Zu den häufigsten Gesundheitsproblemen des Alters zählen Demenzerkrankungen. Man versteht darunter Störungen geistig-seelischer Leistungen des Gedächtnisses, des Denk- und Orientierungsvermögens sowie der Sprache. Aufgrund dieser Störungen wird die Bewältigung des Alltags erschwert. Die jeweilige Symptomatik ist abhängig von den zugrunde liegenden Krankheitsprozessen.
Demenzerkrankungen können viele Ursachen haben, wobei die Alzheimer-Krankheit die häufigste ist.

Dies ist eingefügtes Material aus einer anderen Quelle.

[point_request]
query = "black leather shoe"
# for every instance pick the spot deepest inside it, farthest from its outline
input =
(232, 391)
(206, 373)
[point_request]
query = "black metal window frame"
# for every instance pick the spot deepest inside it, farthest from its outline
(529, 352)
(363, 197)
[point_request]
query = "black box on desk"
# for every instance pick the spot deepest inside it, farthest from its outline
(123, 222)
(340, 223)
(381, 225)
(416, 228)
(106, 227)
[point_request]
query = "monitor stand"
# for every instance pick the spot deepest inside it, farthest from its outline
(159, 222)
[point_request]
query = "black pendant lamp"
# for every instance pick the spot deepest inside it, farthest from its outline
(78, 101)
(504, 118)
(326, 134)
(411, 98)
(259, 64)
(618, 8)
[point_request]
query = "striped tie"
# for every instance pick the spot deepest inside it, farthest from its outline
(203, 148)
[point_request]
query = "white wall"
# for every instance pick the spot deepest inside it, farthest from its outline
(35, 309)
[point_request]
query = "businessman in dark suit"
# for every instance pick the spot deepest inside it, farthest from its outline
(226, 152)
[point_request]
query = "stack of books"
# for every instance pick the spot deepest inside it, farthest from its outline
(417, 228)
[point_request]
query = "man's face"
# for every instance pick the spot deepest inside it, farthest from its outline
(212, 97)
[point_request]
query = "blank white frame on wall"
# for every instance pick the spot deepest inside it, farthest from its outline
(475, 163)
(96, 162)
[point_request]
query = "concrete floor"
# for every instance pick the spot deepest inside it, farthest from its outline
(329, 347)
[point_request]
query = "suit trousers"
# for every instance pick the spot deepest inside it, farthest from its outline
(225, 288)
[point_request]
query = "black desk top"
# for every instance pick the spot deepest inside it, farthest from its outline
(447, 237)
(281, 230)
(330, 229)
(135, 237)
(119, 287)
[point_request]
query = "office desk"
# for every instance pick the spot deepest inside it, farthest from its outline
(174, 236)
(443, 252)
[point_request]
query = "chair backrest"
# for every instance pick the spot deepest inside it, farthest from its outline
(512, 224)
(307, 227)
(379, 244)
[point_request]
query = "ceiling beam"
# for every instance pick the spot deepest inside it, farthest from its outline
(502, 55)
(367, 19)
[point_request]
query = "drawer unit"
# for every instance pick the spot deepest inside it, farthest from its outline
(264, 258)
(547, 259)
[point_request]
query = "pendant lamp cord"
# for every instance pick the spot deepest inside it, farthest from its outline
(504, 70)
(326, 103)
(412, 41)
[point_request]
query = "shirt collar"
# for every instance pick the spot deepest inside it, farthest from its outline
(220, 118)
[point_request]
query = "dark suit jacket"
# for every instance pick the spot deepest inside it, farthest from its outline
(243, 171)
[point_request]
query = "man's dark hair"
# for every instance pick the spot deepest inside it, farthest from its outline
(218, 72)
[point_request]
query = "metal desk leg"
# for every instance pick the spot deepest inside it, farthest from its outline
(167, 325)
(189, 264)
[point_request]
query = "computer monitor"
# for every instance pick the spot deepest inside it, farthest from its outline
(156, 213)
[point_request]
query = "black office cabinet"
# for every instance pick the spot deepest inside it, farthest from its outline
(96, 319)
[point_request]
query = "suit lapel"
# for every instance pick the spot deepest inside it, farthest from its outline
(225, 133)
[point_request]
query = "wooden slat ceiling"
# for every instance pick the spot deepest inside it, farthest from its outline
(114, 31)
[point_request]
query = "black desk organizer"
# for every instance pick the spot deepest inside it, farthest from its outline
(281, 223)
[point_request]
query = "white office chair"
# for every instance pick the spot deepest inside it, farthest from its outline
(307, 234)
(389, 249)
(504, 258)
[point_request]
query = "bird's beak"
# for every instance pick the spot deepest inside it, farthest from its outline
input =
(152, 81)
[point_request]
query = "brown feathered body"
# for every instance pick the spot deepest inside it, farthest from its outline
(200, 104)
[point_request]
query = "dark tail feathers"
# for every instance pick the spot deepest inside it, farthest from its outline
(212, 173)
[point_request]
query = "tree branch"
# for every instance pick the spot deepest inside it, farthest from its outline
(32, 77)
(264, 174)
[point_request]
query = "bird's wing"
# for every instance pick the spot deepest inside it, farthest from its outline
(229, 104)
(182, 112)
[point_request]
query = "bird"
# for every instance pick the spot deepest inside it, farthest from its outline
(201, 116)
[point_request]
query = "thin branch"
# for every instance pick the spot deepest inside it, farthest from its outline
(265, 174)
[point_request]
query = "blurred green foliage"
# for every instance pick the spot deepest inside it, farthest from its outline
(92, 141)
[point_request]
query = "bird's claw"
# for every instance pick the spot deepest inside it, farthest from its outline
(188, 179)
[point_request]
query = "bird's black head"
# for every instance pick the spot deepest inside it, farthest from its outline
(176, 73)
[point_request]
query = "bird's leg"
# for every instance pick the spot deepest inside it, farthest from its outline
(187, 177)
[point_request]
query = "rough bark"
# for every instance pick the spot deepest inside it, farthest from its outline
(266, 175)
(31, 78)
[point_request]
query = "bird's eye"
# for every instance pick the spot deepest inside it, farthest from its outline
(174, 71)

Rund 70% aller Demenzen werden durch sie hervorgerufen. Bei dieser Krankheit gehen in bestimmten Bereichen des Gehirns allmählich Nervenzellen zugrunde. Sie wurde nach dem Neurologen Alois Alzheimer benannt, der sie 1906 zum ersten Mal beschrieben hat.
Auch Durchblutungsstörungen des Gehirns können Alzheimer-ähnliche Symptome verursachen, wenn sie beispielsweise zu wiederholten Hirninfarkten führen. Man spricht dann von einer vaskulären Demenz.
Die Häufigkeit von Demenzerkrankungen nimmt mit dem Lebensalter zu: in der Altersgruppe 70 bis 74 sind ca. 3% betroffen, in der Altersgruppe 85-89 sind es bereits über 20%. Obwohl das Risiko für eine Demenzerkrankung mit dem Alter steigt, ist die Bezeichnung "Altersdemenz" unzutreffend, denn das Alter an sich löst keine Demenz aus.
Zur Zeit leiden in Deutschland etwa 1 Million Menschen an mittelschwer und schwer ausgeprägten Demenzerkrankungen. Da die Zahl der alten Menschen in den nächsten Jahren zunehmen wird, werden im Jahre 2005 etwa 1,2 Millionen Menschen betroffen sein. Bis zum Jahr 2050 wird sich die Zahl auf etwa 2 Millionen erhöhen.